OZONE.
The singular gas termed ozone has attracted a large amount of attention from chemists and meteorologists. The vague ideas which were formed as to its nature when as yet it had been but newly discovered, have given place gradually to more definite views; and though we cannot be said to have thoroughly mastered all the difficulties which this strange element presents, yet we know already much that is interesting and instructive.
Let us briefly consider the history of ozone.
Nine years after Priestley had discovered oxygen, Van Marum, the electrician, noticed that when electric sparks are taken through that gas, a peculiar odour is evolved. Most people know this odour, since it is always to be recognized in the neighbourhood of an electrical machine in action. In reality, it indicates the presence of ozone in the air. But for more than half a century after Van Marum had noticed it, it was supposed to be the “smell of electricity.”
In 1840, Schönbein began to inquire into the cause of this peculiar odour. He presently found that it is due to some change in the oxygen; and that it can be produced in many ways. Of these, the simplest, and, in some respects, the most interesting, is the following:—“Take sticks of common phosphorus, scrape them until they have a metallic lustre, place them in this condition under a large bell-jar, and half-cover them with water. The air in the bell-jar is soon charged with ozone, and a large room can readily be supplied with ozonized air by this process.”

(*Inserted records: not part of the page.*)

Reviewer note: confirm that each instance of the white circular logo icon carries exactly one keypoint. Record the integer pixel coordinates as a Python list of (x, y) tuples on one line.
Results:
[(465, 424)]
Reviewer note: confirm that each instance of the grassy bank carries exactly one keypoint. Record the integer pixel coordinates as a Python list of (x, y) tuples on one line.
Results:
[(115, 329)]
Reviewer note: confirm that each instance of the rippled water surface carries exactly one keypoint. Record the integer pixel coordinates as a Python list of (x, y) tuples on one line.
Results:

Schönbein set himself to inquire into the properties of this new gas, and very interesting results rewarded his researches. It became quite clear, to begin with, that whatever ozone may be, its properties are perfectly distinct from those of oxygen. Its power of oxidizing or rusting metals, for example, is much greater than that which oxygen possesses. Many metals which oxygen will not oxidize at all, even when they are at a high temperature, submit at once to the influence of ozone. But the power of ozone on other substances than metals is equally remarkable. Dr. Richardson states that, when air is so ozonized as to be only respirable for a short time, its destructive power is such that gutta-percha and india-rubber tubings are destroyed by merely conveying it.
The bleaching and disinfecting powers of ozone are very striking. Schönbein was at first led to associate them with the qualities of chlorine gas; but he soon found that they are perfectly distinct.
It had not yet been shown whether ozone was a simple or a compound gas. If simple, of course it could be but another form of oxygen. At first, however, the chances seemed against this view; and there were not wanting skilful chemists who asserted that ozone was a compound of the oxygen of the air with the hydrogen which forms an element of the aqueous vapour nearly always present in the atmosphere.